We have numerous situations at work where we need to debug issues at customer sites remotely. It is a huge hassle to install a development environment and source code and even source code control system at customer sites each time there is some hard-to-track crash or bug that we need to attend to.
Fortunately modern Visual Studio environment supports remote debugging. With the ubiquitous availability of VPNs this has became easier but there are still some challenges exist. I am sure that you have also been puzzled by why your system won't connect with the remote to begin a debug session, or get all sorts of different messages which all boil down to some connectivity and authentication issues.
I just got this to work (finally) with one of our customers using Visual Studio 2005 debugging environment. Both my system and the customer system was in different domains, so before I forget what hoops I had to jump through to get this going, I am going to document that here so that at least I can refer to this article myself.
I am sure that this is similar with 2008. We are using Windows XPs between the two.
The Most Important Gotcha Concept
The most important requirement for the remote debugging connection to work is the understanding of the following facts.
- It is a bidirectional communication and you cannot precisely control the user name and password for each way of the communication through the remote debugging tools. The logged-in user name and password should match on both remote and local debug environment. In other words, you want to log in to your local machine and the remote machine using exactly the same user name and password.
- You might say, other machine is in the domain and mine is not or likewise. But it does not actually seem to matter if the user name part (after the domain qualifier) and password pair is in the domain or not. The user name part and the password that goes with it must match on both ends.
- Note that if the user names are both in the domain and on the local system the password set in the domain will be used even if you are logged in as a local user. The interpretation of this is that "Administrator" should and cannot not be used in most sane situations since this is usually set by the domain's administrator and it would take an act of god to get the access to that password. But if you know what that is, change your local administrator's password as well as the local domain's password for the Administrator to get it to work. Not very advisable from the security stand-point though.
The Cookie Cutter Method
If remote debugging isn't working, at least some basic stuff going by creating some simple Hello World type app and use the following to see if you can connect and debug at all.

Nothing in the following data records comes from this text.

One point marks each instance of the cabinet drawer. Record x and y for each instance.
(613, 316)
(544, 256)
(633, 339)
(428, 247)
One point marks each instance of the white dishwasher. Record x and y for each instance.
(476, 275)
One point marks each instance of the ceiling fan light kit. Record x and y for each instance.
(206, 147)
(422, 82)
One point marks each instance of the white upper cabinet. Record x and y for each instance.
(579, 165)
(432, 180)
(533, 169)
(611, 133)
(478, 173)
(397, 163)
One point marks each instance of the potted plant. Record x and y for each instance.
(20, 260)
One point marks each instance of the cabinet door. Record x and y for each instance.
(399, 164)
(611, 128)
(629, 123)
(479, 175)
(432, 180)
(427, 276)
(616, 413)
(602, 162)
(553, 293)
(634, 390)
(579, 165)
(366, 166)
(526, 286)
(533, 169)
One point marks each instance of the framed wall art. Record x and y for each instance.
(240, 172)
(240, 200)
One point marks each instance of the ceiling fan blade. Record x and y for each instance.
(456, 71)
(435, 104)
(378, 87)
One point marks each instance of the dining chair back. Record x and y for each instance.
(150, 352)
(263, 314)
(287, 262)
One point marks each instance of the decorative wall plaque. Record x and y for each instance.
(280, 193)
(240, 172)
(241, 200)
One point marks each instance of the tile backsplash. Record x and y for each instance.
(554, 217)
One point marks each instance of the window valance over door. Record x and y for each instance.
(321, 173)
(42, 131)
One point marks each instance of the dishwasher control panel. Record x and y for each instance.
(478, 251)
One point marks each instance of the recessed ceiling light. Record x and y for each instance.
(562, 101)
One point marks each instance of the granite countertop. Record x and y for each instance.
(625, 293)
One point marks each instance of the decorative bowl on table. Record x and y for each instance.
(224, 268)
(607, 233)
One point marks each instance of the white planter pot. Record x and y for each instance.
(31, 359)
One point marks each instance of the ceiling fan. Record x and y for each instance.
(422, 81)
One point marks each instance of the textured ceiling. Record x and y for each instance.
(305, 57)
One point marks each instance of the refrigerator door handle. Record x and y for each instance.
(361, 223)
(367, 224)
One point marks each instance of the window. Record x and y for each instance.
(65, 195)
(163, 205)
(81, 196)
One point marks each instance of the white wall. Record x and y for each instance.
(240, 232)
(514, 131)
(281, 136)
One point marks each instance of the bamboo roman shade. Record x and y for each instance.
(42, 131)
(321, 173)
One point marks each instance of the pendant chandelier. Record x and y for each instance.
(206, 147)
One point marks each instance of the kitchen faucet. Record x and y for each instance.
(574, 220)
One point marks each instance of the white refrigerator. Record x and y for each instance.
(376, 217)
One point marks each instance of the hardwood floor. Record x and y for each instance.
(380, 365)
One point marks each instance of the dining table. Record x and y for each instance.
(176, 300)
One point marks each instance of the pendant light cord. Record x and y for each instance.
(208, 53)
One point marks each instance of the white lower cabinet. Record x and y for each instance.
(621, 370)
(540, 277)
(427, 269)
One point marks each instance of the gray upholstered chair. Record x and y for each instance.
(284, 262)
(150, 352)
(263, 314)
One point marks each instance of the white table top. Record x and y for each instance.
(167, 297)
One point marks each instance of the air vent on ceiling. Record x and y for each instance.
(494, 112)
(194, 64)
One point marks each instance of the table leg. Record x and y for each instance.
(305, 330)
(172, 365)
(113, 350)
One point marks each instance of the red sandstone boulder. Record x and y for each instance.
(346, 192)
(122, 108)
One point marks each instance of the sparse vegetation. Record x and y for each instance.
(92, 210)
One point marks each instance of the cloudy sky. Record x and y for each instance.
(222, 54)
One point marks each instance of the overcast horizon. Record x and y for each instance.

- On the LOCAL and REMOTE machine's user accounts, create the local user name account that DOES NOT exist in neither of the domains.
- Give that account the same password.
- Also it is best to edit C:\Windows\System32\Drivers\Etc\Hosts file and put each other system's WINS names and actual IP address. For example, if the remote machine is called XPWS1 then put that entry.
Windows firewalls may get in the way. I would temporarily turn this off while debugging the connection.
- The Local Security Settings (in Control Panel: Administrative Tools: Local Security Policy) must be tweaked on Windows XP as following. Go to Security Settings: Security Options: Network Access: Sharing and security model for local accounts. This must be changed to Classic - local users authenticate as themselves.